Subject: Re: duff pages in middle of file
To: Patrick Welche <prlw1@newn.cam.ac.uk>
From: Manuel Bouyer <bouyer@antioche.eu.org>
List: current-users
Date: 09/23/2003 22:12:49
On Tue, Sep 23, 2003 at 09:11:28AM +0100, Patrick Welche wrote:
> Can anyone think of a reason for exactly 0x400 contiguous bytes (0x1000-0x13ff)
> of a 1Gb file (1024^3 bytes) (postgresql database) to be replaced by a bit
> of my /var/mail/prlw1 (often mmapped by mutt)? It (i386) ran a 17 Sept kernel
> for a day, and 18 Sept ever since. I think the corruption happened on the
> 17th. The disk is
> 
> wd0 at pciide0 channel 0 drive 0: <Maxtor 7Y250P0>
> wd0: drive supports 16-sector PIO transfers, LBA48 addressing
> wd0: 233 GB, 486344 cyl, 16 head, 63 sec, 512 bytes/sect x 490234752 sectors
> wd0: 32-bit data port
> wd0: drive supports PIO mode 4, DMA mode 2, Ultra-DMA mode 6 (Ultra/133)
> wd0(pciide0:0:0): using PIO mode 4, Ultra-DMA mode 5 (Ultra/100) (using DMA data transfers)
> 
> I didn't see any real candidates in source-changes of 17/18th.. (Not SATA, no
> unionfs) It's ffs with softdeps. Is assuming "duff drive" an option?

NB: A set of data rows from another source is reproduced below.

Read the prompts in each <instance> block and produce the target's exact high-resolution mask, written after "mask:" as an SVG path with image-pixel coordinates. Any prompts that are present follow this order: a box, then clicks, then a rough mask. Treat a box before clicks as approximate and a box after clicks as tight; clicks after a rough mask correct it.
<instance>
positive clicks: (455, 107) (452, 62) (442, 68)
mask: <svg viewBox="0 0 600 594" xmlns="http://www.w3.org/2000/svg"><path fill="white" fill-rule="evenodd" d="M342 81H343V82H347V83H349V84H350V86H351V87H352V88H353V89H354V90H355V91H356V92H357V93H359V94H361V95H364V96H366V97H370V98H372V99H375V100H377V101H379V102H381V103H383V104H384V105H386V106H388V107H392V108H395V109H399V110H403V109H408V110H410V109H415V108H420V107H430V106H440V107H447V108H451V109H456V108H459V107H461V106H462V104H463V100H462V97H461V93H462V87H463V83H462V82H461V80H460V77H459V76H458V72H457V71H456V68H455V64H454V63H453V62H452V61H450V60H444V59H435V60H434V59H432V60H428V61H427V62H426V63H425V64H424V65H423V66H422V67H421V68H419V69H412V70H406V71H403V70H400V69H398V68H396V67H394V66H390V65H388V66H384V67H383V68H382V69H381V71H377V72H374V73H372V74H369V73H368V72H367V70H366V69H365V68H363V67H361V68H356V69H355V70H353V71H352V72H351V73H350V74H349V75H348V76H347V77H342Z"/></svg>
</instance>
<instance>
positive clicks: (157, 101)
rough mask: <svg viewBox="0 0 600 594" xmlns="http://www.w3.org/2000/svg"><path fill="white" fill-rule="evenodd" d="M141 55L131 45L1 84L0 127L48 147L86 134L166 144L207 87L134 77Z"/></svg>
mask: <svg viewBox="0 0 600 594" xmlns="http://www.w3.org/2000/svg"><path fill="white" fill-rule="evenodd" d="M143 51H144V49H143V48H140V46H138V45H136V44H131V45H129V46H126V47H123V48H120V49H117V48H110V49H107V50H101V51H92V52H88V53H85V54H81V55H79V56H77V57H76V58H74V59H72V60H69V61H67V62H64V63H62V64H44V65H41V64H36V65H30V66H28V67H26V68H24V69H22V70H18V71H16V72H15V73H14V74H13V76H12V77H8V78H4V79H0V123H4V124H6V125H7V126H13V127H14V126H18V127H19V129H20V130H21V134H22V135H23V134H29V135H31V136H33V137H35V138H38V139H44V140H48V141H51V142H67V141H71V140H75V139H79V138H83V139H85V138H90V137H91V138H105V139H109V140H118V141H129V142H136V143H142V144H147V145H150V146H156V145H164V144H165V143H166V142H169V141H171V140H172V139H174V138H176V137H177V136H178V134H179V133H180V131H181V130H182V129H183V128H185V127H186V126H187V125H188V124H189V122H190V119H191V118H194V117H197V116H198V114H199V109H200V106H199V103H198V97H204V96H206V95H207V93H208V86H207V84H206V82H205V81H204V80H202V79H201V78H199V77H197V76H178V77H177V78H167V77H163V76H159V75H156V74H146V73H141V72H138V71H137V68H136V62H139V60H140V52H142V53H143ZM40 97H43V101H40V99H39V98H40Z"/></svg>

I laso saw this 2 times on a NFS server, which runs mrtg local. I found
complete PNG mrtg images in other files. The mrtg db and the NFS exported
files are not on the same disk.

I also see, from times to times, complains from mrtg about syntax errors
in perl library files (I run mrtg from cron). I saw this on different boxes.
From the error message which quotes lines from the file, it's clear that
the data comes from another file, again not on the same disk.

So I suspect there's a problem where file data can get mixed between 2
files, one being read and the second written.


-- 
Manuel Bouyer <bouyer@antioche.eu.org>
     NetBSD: 24 ans d'experience feront toujours la difference
--